Het Earth BioGenome Project wil op tien jaar tijd het genoom van alle planten, dieren en schimmels sequencen. Dat meldt een internationaal team wetenschappers in het vakblad PNAS.
De wetenschappers willen de genomen van alle zogenoemde eukaryoten in een databank opslaan en analyseren. Dat zijn alle levensvormen die bestaan uit cellen met een celkern, de bacteriën en archaebacteriën uitgezonderd. Het gaat naar schatting om tien à vijftien miljoen soorten. Daarvan zijn er slechts anderhalf miljoen door de wetenschap beschreven. Het volledige genoom is voor minder dan 15.000 soorten in kaart gebracht.
De biologen berekenen dat daarvoor een kleine vijf miljard dollar en meer dan 200 petabyte opslagcapaciteit nodig zal zijn.

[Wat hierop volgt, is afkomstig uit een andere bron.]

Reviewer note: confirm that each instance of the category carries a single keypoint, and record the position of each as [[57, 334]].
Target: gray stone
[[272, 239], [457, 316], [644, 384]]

De voordelen zijn volgens de initiatiefnemers talrijk. Zo moet het project ons nieuwe behandelingen tegen ziekte en veroudering opleveren, en nieuwe brandstoffen en materialen. Het moet nuttige informatie opleveren die helpt bij het bestuderen van de impact van de klimaatverandering op de biodiversiteit en bij soortenbescherming. ‘De toestand waarin soorten zich bevinden kan worden bijvoorbeeld worden opgevolgd met behulp van DNA-sporen in het milieu’, verduidelijkt Gene Robinson (University of Illinois). ‘Door veranderingen in het genoom doorheen de tijd te volgen, kunnen we bestuderen hoe soorten zich aanpassen aan het klimaat.’
Samengevat moet het BioGenome Project ons volgens Robinson inzicht verschaffen in de geschiedenis en diversiteit van het leven en het helpen te bewaren. Terechte argumenten of toch vooral een manier om een ambitieus project in de markt te zetten? Bioloog Hans Van Dyck (UC Louvain) is gematigd positief. ‘Je kan dit zien als beschrijvend basiswerk. Een genoom kan een handig hulpmiddel zijn bij gericht onderzoek.’ De stap naar oplossingen voor allerlei problemen is echter niet zo snel gezet, nuanceert Van Dyck. ‘Dat dit automatisch nieuwe geneesmiddelen zal opleveren of zal helpen bij soortenbehoud is wat kort door de bocht. Het is bijvoorbeeld niet omdat je ziet waar de verschillen zitten in het genoom van verwante soorten die anders reageren op de klimaatverandering, dat de soorten die in de problemen komen gered zijn.’
Een belangrijke vraag is voor Van Dyck ook wie dat allemaal gaat betalen. ‘Als hiervoor extra middelen komen, is dat een droomscenario. Hopelijk zal dit grootse project niet ten koste gaan van ander onderzoek.’